5 × 103 3T3-L1 preadipocytes suspended in 100 μL of growth medium were seeded in 96-well plates and let cells grow to confluence. Then cells were induced for adipocyte differentiation in growth medium containing 10 µg/mL of insulin (Sigma-Aldrich), 1 µmol/L of DXMS (Sigma-Aldrich), and 0.5 mmol/L of 3-isobutyl-1-methylxanthine (Sigma-Aldrich) for 48 h, followed in growth medium containing 10 µg/mL of insulin for 48 h, and lastly in fresh growth medium. The induction lasted for 8 days and the media were refreshed every 2 days.

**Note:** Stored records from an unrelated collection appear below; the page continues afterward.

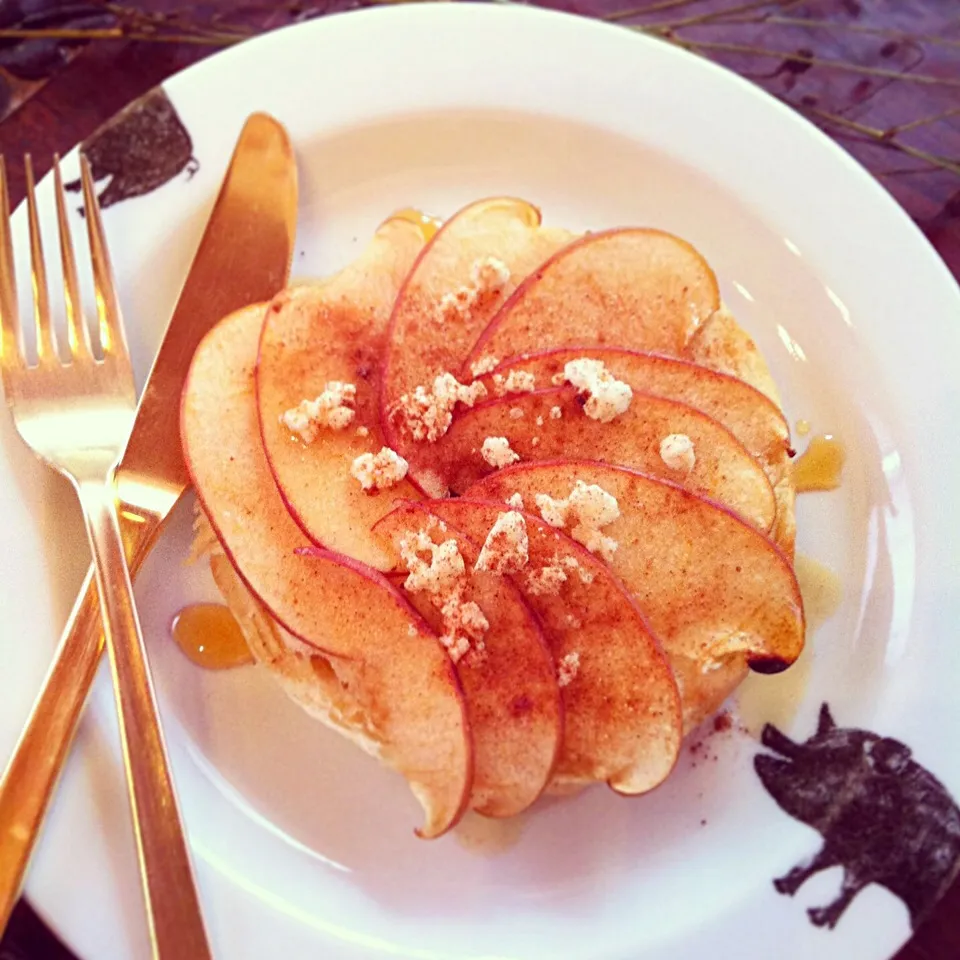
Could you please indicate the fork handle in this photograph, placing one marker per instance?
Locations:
(173, 907)
(32, 773)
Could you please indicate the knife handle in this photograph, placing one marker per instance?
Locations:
(32, 773)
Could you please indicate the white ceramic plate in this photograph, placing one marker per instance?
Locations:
(303, 847)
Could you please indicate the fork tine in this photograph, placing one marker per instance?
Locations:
(112, 337)
(11, 347)
(77, 332)
(46, 342)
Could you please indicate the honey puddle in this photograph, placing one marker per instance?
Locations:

The differentiated adipocytes were replaced the medium with 100 μL fresh growth medium containing different concentrations of test samples. Glucose left in medium after 48 h of incubation was measured by Glucose Assay kits as described above. To investigate the action of test samples on insulin resistant adipocytes, 1 μmol/L of DXMS was added to the medium together with the test sample [24].

3.4.5 Cell Viability Assay

After taking 5 μL per well of the medium for glucose consumption assay, the 96-well plate was added 10 μL of CCK-8 (DOJINDO LABORATORISE, Japan) and further incubated at 37 °C for 1.5 h. Optical density (OD) positively correlated with the number of living cells was read at 450 nm. Effects of test samples on cell viability were evaluated according to OD value [25].

3.4.6 Statistical Analysis

Relative glucose consumption after 48 h of incubation was expressed as Mean value ± Standard deviation. Statistical analyses were performed by One-way ANOVA. Differences were considered significant when the P value was less than 0.05.